Gabriela guardo silencio, mientras el muchacho se acercaba a su caballo. Se enderezó y caminó también hacia su montura. El retorno a la casa familiar, lo hicieron en medio de un tenso silencio. El pequeño Alex sólo miraba el horizonte, sin hacer caso a los comentarios que hacía su madre, que cabalgaba a su lado.

Cuando cruzaron por el salón principal, el chico se apresuró a llegar a su habitación. Matías, que observaba la escena, llamó a Gabriela, quien también decidió ignorarlo. Ella pasó a la biblioteca, donde tomó la cigarrera y una copa en la que sirvió un buen tanto de coñac. Se tumbó en una mecedora de la terraza, al tiempo que encendía un cigarrillo.

Miró el enorme jardín que tenía enfrente y los cedros que rodeaban la casa. Sentía un nudo en la garganta, descubriendo que el licor no le dejaba ningún sabor, ni tampoco mejoraba su estado de ánimo. La oscuridad de la noche se acercaba, dejándola a merced de terribles pensamientos.

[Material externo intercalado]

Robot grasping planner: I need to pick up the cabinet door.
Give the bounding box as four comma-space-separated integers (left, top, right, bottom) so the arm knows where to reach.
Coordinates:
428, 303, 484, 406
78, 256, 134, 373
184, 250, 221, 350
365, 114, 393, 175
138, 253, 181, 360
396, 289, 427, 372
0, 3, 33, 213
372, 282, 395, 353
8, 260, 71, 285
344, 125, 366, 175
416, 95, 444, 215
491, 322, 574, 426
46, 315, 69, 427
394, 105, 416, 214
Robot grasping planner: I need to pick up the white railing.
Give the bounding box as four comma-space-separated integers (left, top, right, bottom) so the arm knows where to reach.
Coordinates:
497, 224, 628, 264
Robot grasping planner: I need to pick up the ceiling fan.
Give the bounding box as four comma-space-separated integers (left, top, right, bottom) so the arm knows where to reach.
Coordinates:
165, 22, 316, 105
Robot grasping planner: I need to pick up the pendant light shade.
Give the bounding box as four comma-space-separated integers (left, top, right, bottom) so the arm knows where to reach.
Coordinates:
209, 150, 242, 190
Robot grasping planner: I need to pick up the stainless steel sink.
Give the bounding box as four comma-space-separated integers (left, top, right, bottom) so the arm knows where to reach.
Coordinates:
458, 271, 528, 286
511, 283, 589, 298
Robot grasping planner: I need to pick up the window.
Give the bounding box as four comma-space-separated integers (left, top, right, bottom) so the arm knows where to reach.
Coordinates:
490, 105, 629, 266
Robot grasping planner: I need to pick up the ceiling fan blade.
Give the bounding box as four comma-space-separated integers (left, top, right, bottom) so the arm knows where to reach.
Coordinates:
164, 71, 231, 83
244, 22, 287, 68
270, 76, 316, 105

¡De qué sirve todo esto, si mis hijos no lo disfrutan! ¡Para qué arriesgarnos tanto, si no podré tener paz! ¡¿Cómo le digo a mi hijo que jamás regresaremos a Orense?! ¡Qué pasará cuando descubra que no puede poner un pie en Galicia y que jamás volverá a ver a sus amigos! ¡Por qué nunca pensé en ellos! ¿Ese castigo, es el precio que habré de pagar, o es que vienen tiempos más difíciles?

En España, las cosas no estaban saliendo conforme a lo planeado. Aunque ella creía que Alex estaba muerto, alguien le dijo que se escondía en Venezuela o en Centroamérica y que en esos lugares, la delincuencia y algunos gobernantes corruptos habían abusado de él, arrebatándole muchos millones de euros. Para desgracia suya, las autoridades de Galicia estaban aprehendiendo a varios de sus colaboradores en la Xunta, y los medios de comunicación hacían escarnio de él y de su familia. Pero quien más preocupaba a Gabriela, era el contador Fraudini, el ex ministro del tesoro, y de quien se esperaba la mayor traición, a pesar de haber sido uno de los principales beneficiarios del desfalco al patrimonio de Galicia. Con el contador como encargado del tesoro, orquestaron la desaparición de miles de millones pertenecientes a la seguridad social. Gabriela fue enterada de su aprehensión por la gendarmería, que ocurrió unos días antes en la ciudad de Valencia.

Fraudini había sido descubierto en sus pillerías desde tiempo atrás, cuando a espaldas de Alex, se apoderó de cien millones de euros destinados a pagar el silencio del presidente del Tribunal de Cuentas del gobierno español. Cuando el importe del unto no llegó a su destino, provocó el desquiciamiento del funcionario engañado y su posterior encono contra Alex. Con ese sucio robo, el desleal colaborador gallego, destruyó en un instante de ambición, el blindaje que el equipo ideó para marchar tranquilo de Santiago.

¡Maldito Fraudini!—soltó al aire Gabriela—. Con el fin de librarse de la cárcel, estoy segura de que le dará todas las pistas al imbécil de Mikel. Sé que ese desgraciado se encargara de llenarnos de suciedad. ¡Dios Mío!, jamás pensé que un asunto tan insignificante se podría convertir en una bola de nieve que rodaría contra nosotros. ¿Cómo le digo ahora a mis hijos que en Galicia nos han cubierto de lodo y que jamás podremos regresar. Que han manchado el apellido de su padre y de ellos. ¡No, no puedo permitirlo, los llenarían de oprobio y harían escarnio con ellos!

Dos rebeldes lágrimas rodaron por las mejillas de Gabriela. En ese momento, el sufrimiento de su hijo mayor y el dolor que sintió por él, le hizo comprender a qué se referían verdaderamente cuando hablaban de daños colaterales.